La extraña amistad de Kissinger y Putin

A veces repasar la hemeroteca nos depara sorpresas como, por ejemplo, la de la que podría parecerles a muchos extraña amistad entre Henry Kissinger y Vladímir Putin.

El hoy casi centenario ex secretario de Estado norteamericano fue en 1999 a San Petersburgo para participar en una comisión creada con el alcalde de esa ciudad Anatoli Sobchak, mentor del líder ruso, para atraer inversiones extranjeras al país.

Kissinger era entonces de la opinión de que la URSS se había equivocado al abandonar demasiado rápidamente a sus aliados del Pacto de Varsovia porque la ruptura de ese equilibrio podría tener consecuencias y así se lo hizo saber a Putin.

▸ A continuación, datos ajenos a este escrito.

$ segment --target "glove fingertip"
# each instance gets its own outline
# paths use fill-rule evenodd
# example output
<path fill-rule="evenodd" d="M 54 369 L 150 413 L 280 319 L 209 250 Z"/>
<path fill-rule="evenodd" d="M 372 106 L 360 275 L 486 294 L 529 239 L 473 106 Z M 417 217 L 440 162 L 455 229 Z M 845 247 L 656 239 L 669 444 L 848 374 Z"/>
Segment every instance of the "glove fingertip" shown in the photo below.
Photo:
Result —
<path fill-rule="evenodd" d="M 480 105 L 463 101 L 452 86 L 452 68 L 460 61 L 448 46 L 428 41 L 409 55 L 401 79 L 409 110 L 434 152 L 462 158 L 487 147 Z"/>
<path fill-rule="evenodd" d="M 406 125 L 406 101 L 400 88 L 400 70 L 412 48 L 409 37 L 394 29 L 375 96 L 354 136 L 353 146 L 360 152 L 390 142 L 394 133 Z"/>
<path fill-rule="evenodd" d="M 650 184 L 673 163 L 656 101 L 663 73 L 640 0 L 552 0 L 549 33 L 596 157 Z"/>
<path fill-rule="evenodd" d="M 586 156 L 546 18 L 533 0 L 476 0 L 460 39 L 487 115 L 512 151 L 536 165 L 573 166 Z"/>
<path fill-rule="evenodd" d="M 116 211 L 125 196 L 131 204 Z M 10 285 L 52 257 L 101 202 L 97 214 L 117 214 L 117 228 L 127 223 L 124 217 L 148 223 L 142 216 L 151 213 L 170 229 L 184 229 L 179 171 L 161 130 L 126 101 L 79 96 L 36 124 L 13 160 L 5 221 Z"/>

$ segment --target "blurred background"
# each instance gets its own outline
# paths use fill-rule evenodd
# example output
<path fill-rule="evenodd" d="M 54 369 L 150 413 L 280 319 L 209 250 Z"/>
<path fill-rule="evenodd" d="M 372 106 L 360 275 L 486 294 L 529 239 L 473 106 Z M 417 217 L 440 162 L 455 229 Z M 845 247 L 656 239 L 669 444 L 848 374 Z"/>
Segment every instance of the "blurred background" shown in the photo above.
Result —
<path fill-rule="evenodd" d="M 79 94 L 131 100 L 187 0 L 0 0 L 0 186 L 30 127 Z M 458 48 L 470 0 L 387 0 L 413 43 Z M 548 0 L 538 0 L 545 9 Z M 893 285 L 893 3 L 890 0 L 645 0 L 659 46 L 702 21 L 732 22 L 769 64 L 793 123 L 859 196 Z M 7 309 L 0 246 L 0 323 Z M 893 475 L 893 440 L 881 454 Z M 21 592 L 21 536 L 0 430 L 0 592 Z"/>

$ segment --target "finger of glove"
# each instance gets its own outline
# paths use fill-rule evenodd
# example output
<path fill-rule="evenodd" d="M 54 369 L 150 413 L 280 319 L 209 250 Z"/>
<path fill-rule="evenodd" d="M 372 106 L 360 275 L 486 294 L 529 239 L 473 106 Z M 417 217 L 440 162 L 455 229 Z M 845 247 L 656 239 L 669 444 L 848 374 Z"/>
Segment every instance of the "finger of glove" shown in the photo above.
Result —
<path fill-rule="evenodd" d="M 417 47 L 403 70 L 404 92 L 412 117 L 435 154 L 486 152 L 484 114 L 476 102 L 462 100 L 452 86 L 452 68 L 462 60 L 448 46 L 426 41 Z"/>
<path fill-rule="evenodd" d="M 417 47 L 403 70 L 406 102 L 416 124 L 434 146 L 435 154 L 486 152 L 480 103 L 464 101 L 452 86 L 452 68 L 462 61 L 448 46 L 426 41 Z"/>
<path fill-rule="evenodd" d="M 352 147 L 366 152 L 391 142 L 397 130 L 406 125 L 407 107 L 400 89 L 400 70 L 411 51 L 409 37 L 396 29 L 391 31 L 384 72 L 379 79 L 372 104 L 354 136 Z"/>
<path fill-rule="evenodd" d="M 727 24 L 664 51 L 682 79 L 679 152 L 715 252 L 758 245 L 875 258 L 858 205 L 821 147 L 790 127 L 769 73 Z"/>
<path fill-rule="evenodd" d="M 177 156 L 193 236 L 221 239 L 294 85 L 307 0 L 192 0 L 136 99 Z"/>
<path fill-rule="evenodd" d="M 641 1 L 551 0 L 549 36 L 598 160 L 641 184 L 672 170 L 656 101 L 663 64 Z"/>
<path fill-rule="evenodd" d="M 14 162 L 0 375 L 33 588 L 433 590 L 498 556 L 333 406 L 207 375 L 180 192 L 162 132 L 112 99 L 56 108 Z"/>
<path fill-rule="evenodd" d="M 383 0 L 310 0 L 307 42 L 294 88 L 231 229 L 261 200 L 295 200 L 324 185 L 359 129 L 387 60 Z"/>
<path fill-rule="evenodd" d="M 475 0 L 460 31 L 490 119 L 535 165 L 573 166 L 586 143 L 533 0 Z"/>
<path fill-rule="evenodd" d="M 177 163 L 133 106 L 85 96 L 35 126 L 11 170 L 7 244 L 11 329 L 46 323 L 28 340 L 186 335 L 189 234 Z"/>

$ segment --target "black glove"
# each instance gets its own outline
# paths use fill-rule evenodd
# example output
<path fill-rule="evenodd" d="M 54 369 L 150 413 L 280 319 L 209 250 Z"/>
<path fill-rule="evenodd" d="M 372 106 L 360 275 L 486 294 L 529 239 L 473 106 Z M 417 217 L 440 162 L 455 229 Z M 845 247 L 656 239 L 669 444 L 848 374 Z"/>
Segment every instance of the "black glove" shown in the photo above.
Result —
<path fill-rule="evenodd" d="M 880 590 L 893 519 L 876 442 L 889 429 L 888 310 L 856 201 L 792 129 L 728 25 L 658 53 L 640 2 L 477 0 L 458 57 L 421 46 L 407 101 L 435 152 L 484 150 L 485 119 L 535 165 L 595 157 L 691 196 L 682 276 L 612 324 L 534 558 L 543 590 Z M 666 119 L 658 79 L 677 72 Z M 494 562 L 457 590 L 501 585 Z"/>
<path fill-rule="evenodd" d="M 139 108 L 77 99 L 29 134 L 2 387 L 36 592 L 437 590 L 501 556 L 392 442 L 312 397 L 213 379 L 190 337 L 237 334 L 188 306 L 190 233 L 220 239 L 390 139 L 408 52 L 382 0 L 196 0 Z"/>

Estudioso y admirador del estadista y diplomático austriaco Klemens von Metternich, el del famoso Congreso de Viena, Kissinger parecía preferir la estabilidad del viejo imperio ruso a un cambio democrático.

Putin y Kissinger se entendieron desde el primer momento hasta el punto de reunirse al menos en quince ocasiones, una de ellas incluso en la casa del segundo en Nueva York.

En 2007, un año antes de la invasión de Georgia, Kissinger fundó con Yevgueni Primakov, que había sido presidente del Gobierno ruso bajo Boris Yeltsin, un grupo de trabajo para mejorar las relaciones bilaterales.

Formaban parte del mismo, entre otros, el ex secretario de Estado George Schultz, el ex secretario del Tesoro norteamericano Robert Rubin y el jefe del departamento de Rusia de la firma Kissinger Associates, Thomas Graham.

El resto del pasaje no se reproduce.